神父さんが棺桶の前に立って祈りの言葉を捧げている。ヘンリーッカは僕の左手をぎゅっと握りしめ、しっかりと前を見ながら祈りの言葉を聞いている。
祈りが終わる。そして神父さんは鎮魂の歌の歌い手を呼んだ。
ヘンリーッカの右手が離れていく。彼女は二歩進んでから振り返り僕たちを見た。
僕はヘンリーッカに幽かな笑みを送った。ヘンリーッカは、僕、ベル、フェリシア、ムニラ、スズネを見てから、聖者のようなゆっくりとした足取りで葬儀に来ているみんなの前に出た。
そしてヘンリーッカは歌う。
墓地の厳かさにたいして、その歌は弱いもののように思えた。こんな野外の歌としてはとてもじゃないが頼りなかった。けれど、この歌は僕たちに向けて歌われたものではなく、この棺、この死者に向けられたものだ。そして、だからこそ参列者全員に澄みやかに届いたように思えた。

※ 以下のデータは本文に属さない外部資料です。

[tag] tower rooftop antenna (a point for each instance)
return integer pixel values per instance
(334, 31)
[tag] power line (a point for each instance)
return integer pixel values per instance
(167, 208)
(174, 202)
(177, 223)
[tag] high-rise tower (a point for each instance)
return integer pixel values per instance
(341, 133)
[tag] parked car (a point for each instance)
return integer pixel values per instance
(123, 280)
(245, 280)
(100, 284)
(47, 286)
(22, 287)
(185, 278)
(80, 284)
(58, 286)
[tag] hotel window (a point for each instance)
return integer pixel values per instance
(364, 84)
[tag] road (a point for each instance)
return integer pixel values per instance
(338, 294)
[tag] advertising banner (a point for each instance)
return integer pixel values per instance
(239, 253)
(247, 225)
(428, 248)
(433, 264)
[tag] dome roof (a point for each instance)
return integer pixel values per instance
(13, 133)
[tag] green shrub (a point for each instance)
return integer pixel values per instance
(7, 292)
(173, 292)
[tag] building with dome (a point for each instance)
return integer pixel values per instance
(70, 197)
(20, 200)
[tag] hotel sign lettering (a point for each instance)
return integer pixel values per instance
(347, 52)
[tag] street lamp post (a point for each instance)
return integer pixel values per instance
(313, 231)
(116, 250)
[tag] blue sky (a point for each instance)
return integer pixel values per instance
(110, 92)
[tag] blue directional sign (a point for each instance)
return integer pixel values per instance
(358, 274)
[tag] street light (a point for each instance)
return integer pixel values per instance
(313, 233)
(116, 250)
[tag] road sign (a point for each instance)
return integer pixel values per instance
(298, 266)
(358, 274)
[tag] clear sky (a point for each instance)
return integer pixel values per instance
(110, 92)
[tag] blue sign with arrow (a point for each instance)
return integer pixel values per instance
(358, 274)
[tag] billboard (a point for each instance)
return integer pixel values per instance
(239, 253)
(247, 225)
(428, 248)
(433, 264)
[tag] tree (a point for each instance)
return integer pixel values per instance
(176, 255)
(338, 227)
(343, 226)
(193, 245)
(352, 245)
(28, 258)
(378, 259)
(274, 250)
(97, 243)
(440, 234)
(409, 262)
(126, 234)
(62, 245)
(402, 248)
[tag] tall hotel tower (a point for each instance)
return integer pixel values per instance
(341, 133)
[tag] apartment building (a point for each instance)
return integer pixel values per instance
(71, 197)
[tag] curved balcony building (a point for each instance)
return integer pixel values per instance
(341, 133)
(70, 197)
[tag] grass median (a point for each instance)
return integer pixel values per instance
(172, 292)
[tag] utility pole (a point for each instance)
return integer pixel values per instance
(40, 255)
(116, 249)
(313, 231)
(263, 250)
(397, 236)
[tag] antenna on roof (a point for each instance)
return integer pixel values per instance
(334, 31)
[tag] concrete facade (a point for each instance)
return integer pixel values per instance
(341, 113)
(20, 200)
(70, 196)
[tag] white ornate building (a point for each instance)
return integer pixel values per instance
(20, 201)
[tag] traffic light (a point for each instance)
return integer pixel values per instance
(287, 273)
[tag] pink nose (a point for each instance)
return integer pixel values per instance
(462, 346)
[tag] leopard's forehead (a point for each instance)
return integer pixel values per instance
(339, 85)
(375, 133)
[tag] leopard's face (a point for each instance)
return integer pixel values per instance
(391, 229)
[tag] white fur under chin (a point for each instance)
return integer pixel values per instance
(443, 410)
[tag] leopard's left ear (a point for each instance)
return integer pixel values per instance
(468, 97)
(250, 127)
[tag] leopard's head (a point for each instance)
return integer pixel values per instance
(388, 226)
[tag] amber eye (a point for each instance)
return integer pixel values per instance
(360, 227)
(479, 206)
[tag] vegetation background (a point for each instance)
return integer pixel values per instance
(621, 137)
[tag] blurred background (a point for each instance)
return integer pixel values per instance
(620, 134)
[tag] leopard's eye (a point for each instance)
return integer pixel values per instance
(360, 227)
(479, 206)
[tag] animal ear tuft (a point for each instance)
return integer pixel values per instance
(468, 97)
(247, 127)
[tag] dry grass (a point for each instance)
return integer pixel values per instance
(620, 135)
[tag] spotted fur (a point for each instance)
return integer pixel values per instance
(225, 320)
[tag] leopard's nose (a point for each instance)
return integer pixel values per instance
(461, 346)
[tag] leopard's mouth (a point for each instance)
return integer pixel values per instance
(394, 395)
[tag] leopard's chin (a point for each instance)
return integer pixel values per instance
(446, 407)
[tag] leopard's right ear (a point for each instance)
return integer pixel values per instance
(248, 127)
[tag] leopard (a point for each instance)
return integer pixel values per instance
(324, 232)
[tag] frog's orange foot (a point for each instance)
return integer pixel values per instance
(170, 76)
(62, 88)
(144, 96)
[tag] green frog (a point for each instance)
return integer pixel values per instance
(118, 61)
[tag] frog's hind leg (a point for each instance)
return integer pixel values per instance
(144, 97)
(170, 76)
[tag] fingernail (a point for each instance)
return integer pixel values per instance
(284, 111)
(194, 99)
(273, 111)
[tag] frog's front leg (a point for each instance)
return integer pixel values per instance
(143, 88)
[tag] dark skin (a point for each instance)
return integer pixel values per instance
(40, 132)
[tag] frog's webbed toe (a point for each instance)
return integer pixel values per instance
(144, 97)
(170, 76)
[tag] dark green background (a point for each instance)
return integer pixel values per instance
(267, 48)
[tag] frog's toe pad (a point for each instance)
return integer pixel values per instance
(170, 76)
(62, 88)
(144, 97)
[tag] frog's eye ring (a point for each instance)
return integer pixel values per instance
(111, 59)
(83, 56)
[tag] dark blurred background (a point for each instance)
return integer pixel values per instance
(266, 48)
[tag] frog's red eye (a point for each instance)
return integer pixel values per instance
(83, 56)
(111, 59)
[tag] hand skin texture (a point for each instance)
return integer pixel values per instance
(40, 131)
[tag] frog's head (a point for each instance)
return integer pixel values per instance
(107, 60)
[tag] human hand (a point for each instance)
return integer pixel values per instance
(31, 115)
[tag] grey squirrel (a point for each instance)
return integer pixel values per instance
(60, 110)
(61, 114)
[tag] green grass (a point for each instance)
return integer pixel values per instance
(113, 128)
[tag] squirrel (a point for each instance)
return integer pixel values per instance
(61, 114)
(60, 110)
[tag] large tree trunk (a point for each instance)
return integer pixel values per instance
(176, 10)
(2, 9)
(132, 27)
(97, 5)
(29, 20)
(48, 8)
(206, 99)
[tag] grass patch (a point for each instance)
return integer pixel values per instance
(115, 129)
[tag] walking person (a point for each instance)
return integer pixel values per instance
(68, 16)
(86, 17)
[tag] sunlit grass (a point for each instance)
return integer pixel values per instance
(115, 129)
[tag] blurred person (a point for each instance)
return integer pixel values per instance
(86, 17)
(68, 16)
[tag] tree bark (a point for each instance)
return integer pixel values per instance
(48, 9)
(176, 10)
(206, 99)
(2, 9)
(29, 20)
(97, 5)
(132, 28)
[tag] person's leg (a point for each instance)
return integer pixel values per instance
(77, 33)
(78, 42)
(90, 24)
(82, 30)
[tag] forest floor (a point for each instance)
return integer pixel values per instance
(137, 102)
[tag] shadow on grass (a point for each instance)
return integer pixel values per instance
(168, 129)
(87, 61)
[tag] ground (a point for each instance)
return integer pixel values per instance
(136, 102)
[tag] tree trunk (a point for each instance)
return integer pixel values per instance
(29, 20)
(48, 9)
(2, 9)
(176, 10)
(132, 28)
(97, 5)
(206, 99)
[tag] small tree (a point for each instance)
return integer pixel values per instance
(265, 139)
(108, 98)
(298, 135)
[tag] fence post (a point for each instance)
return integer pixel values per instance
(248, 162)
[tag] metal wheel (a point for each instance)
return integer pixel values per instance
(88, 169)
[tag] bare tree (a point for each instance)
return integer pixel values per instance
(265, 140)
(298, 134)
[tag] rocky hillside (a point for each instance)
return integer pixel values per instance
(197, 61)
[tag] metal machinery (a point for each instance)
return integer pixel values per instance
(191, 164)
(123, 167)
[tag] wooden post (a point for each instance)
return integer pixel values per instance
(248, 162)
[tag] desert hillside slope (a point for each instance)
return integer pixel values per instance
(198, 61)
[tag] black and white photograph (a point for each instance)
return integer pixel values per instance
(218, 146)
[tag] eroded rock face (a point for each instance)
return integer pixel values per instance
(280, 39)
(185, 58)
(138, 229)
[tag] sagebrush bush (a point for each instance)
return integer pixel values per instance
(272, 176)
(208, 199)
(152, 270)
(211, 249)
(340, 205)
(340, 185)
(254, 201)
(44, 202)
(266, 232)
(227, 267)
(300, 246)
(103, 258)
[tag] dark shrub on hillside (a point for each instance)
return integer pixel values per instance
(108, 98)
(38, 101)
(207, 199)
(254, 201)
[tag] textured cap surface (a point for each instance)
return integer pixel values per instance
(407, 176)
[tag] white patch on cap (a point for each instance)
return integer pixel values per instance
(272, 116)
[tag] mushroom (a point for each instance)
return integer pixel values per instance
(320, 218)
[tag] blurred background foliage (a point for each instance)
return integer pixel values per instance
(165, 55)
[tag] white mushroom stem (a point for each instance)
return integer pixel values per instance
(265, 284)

歌が棺を中心としたこの場所一体に満ちる。僕たちのいる場所が透明のドームで覆われ、今この瞬間だけ生命力にあふれた外界から切り離されたような感じがする。鎮魂の思いがドームのなかに満ちて、ヘンリーッカの鎮魂歌すらも聞こえないくらい、僕の心は死にたいして穏やかになっていた。死は静かだ。
そうして自分の心の世界に入っているうちにヘンリーッカは歌い終わっていた。
参列者たちはしばらくそこに立ちすくんだ。死を悲しんでいるのではない、みんなの死への思いが長いあいだとどまっていた。僕は五人の少女の顔を見た。死を恐れている表情でも不安そうな表情でもなかった。寂しさとすがすがしさが同居したような表情をしていた。まさに秋という季節に感じること、そのものだと僕は感じた。